History of Post Oak Island Lodge #181 A.F. & A.M.
Post Oak Island Lodge #181, AF&AM , chartered on June 24, 1856, held it's first meeting at the town of Post Oak Island. One of the very earliest settlements in the county, the town of Post Oak Island had been in existence at least by 1839, almost a decade before the formation of Williamson County. On the 1850 Texas Land Office map for the county, the only towns shown are Georgetown and Post Oak Island.
In 1878, Lodge 181 moved to Sam Smith Springs, some four miles to the southeast, in Lee County. This move is said to have been made because all sources of timber in the vicinity of Post Oak Island had been depleted; having been cut down for use as firewood and building material. When David B. Lawhon later purchased the land covering these springs, the name was changed from Sam Smith Springs to Lawhon Springs.
It was at Sam Smith Springs that the tradition of utilizing the Lodge to serve the community as a school and a meeting place as well as a meeting place for the Masons, originated. The lower floor of the building was put to use as a school and by 1898 the enrollment had reached 92. One of the first students in this school, Hode Hobbs, recalled in later years how he, then a young man, had watched as the building was torn down at the close of the 19th century. The lower part of the building was left in place for continued use as a school, and lumber from the upper half was utilized in construction of the new Lodge building in Beaukiss.

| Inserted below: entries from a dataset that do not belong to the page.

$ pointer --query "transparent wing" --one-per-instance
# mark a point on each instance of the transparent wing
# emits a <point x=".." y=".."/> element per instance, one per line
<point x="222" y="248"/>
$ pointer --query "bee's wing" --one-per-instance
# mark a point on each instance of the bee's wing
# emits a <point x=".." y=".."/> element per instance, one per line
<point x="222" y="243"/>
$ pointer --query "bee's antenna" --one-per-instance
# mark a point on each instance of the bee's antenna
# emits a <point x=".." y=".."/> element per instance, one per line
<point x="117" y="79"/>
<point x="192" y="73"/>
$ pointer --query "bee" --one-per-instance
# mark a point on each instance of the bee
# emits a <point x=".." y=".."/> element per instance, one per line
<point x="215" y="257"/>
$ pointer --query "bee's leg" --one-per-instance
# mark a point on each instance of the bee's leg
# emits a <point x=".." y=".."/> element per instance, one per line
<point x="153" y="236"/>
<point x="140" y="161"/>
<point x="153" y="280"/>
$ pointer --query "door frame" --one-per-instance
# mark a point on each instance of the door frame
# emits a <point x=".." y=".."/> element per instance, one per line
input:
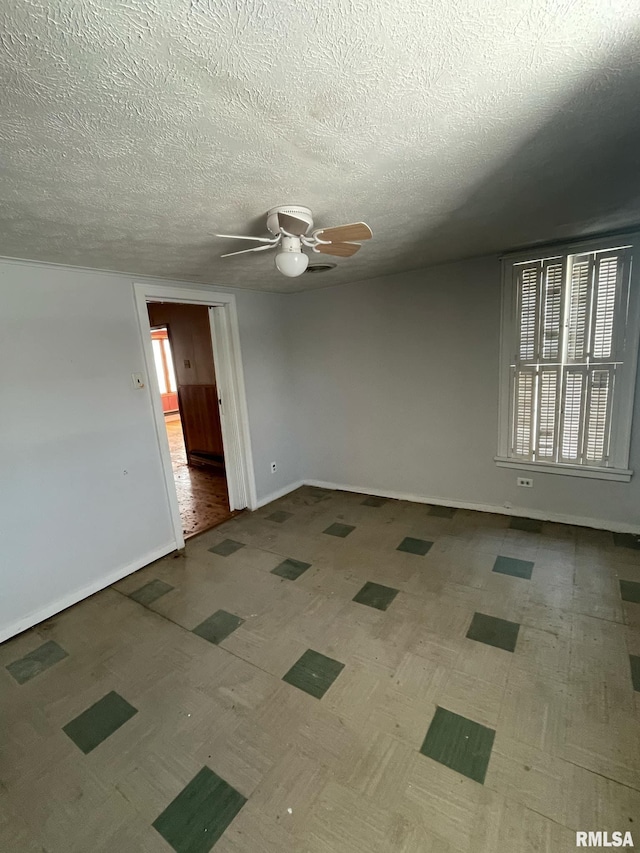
<point x="234" y="416"/>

It has been generally accepted as fact that the building itself was moved to Lawhon Springs and thence to Beaukiss. "History of Lee County", published in 1974 states "the lodge building was moved from Post Oak Island to Lawhon Springs and later to Beaukiss where the lodge is still active." In Clara Scarbrough's book, "Land of Good Water", it is stated that "the Masons built a Lodge Hall which was later moved to Beaukiss where the lodge is still active." Records in the "Proceedings of the Grand Lodge of Texas" indicate that at no time was there any movement of the buildings, only the organization was moved to a new location and a new building.
The present Post Oak Island Lodge #181 building at Beaukiss was completed in 1900 and has been in continuous use since that time. It is a two story balloon-frame structure, 40'3" X 22'3", with a 7 foot wide porch across the front. The siding is 1X6 vee edge of long-leaf pine applied horizontally. The double-hung windows were replaced a few years ago. Porches are roofed with a standard rib, corrugated galvanized iron. A similiar material with a smaller rib is used on the main roof.
The first meeting at the lodge in Beaukiss was held on June 24, 1901. The building continued its dual function of serving the community and as a meeting place for the masonic members. The lower floor served as a General Store, and it also served as the Post Office for Beaukiss. In 1900 the population of Beaukiss was 114 but by 1960 it had dwindled to 20. Today the only remaining evidence of a town is the current Lodge building and a Methodist Church.
Typical of older Masonic Lodges the building had no windows on the ground floor. When it was first completed in 1900 the only entrance to the second floor was an outside stairway. Shortly after World War II, the Post Office was discontinued and the General Store went out of business. Members of the Lodge then moved the outside stairway into the building where it still serves as the entrance to the second floor.
Some of the original furniture from the first lodge building is still in use today. Chairs made of elm wood with rawhide seats, dating from 1855, are used in the present Lodge. One of these original chairs is on exhibit in the Grand Lodge of Texas in Waco.
At the present time no formal use is being made of the first floor by outside agencies. However, community meetings, barbecues, ice cream socials and covered dish dinners continue to be held there. Members of Post Oak Island #181, AF&AM stll meet there on the first thursday of each month.